Forts, somehow, are silent storytellers. A guide or an accompanying book can give you a lot of facts. An enthusiastic guide can even (and usually will) sprinkle myths that are very creatively meshed with the facts. But the fort, with its irregular textured walls, falling tiles that expose the rough underneath, remnants of prosperity, carvings that have dulled by weather and human abuse, will always tell a story. All you need is imagination to watch that story unfold before your eyes. When the imagination takes flight in the strong breeze on the top of the hill-fort, use the facts to control the story, if you must. These places are the best to time-travel.
I indulged in a flight of fancy, at the Chini Mahal, here, where Abul Hasan Qutb Shah was imprisoned for 13 years. To be imprisoned in a section of the fort that was adorned by encaustic blue china tiles, yet never ever see it.

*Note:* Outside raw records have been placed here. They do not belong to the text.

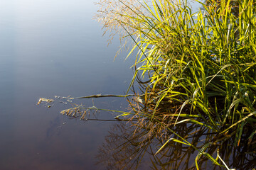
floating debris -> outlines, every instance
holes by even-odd
[[[42,101],[45,101],[46,103],[50,103],[53,102],[54,100],[51,99],[51,98],[48,99],[48,98],[39,98],[39,101],[37,103],[37,105],[39,105]]]

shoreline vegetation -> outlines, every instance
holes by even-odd
[[[127,93],[118,96],[127,98],[129,111],[114,110],[129,127],[115,129],[129,132],[122,138],[112,132],[115,138],[109,136],[100,152],[110,169],[137,169],[139,156],[149,152],[153,169],[256,167],[255,2],[196,1],[202,6],[196,12],[187,0],[97,3],[96,18],[111,33],[110,42],[118,35],[129,47],[128,60],[137,53]],[[61,113],[87,120],[90,110],[109,110],[78,105]],[[117,137],[123,139],[118,147],[111,143]],[[131,149],[121,156],[125,148]]]
[[[136,77],[142,79],[143,90],[137,94],[140,102],[130,102],[132,112],[118,118],[136,120],[135,131],[147,132],[144,141],[161,141],[154,155],[164,156],[164,149],[176,143],[191,149],[176,157],[197,152],[191,169],[200,169],[203,160],[208,159],[220,168],[252,169],[256,166],[252,163],[256,162],[255,2],[196,1],[202,8],[195,13],[186,0],[97,4],[97,18],[105,31],[112,33],[110,40],[115,34],[122,40],[132,40],[129,55],[137,52],[127,92]],[[149,81],[144,83],[143,79]],[[189,130],[183,134],[178,130],[181,126]],[[241,169],[235,162],[247,166]]]

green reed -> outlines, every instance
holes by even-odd
[[[196,159],[203,154],[218,164],[207,153],[209,146],[231,137],[233,147],[255,140],[255,6],[252,0],[198,2],[203,8],[193,13],[187,0],[105,0],[98,18],[107,30],[134,42],[130,87],[139,73],[150,80],[139,96],[146,108],[134,109],[132,119],[146,120],[146,128],[160,133],[175,133],[172,129],[185,123],[218,134],[201,148],[193,146]],[[157,153],[171,140],[192,146],[187,137],[176,135]]]

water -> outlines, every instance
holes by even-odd
[[[93,1],[9,0],[0,8],[0,169],[99,169],[95,156],[111,123],[70,120],[58,114],[70,106],[36,103],[124,94],[132,61],[122,53],[113,62],[119,42],[107,46]],[[123,101],[77,102],[118,109]]]

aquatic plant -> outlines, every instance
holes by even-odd
[[[203,8],[194,13],[186,0],[100,3],[105,7],[97,16],[103,28],[132,40],[129,55],[138,51],[128,91],[139,74],[149,79],[138,94],[137,107],[118,118],[135,119],[134,125],[150,130],[149,136],[161,137],[165,142],[156,154],[173,142],[185,144],[197,150],[199,169],[199,160],[206,158],[220,165],[211,154],[230,139],[234,142],[228,146],[255,149],[255,5],[233,1],[198,1]],[[181,124],[214,137],[201,146],[191,143],[196,128],[183,136],[175,131]]]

We saw a lot of inscriptions of love along the walls, mostly made in chalk or inscribed by stone, of undying love. Most of these were made in the last fifty years. I could imagine these lovers coming from far and nearby on their bikes or gaudy-coloured tourist buses, where they are given an hour to see the fort. And since you can never finish seeing the fort in an hour, these lovers, instead of expressing their love for each other had to leave a mark on a heritage site. I have become quite numb to this crass expression of permanent presence, sometimes just initials, invalidating the purpose of graffiti; sometimes with spelling mistakes: perhaps in the future, it may become the subject of an anthropological study.
It so happened that we did not get to the top — the last few hundred steps were sacrificed to manage our schedule that we had packed too hard. There was much walking to be done ahead at the next heritage site: Ellora. I left Daulatabad with a promise to lay a longer siege some other day. The fort is no stranger to a siege, but I believe it will welcome mine.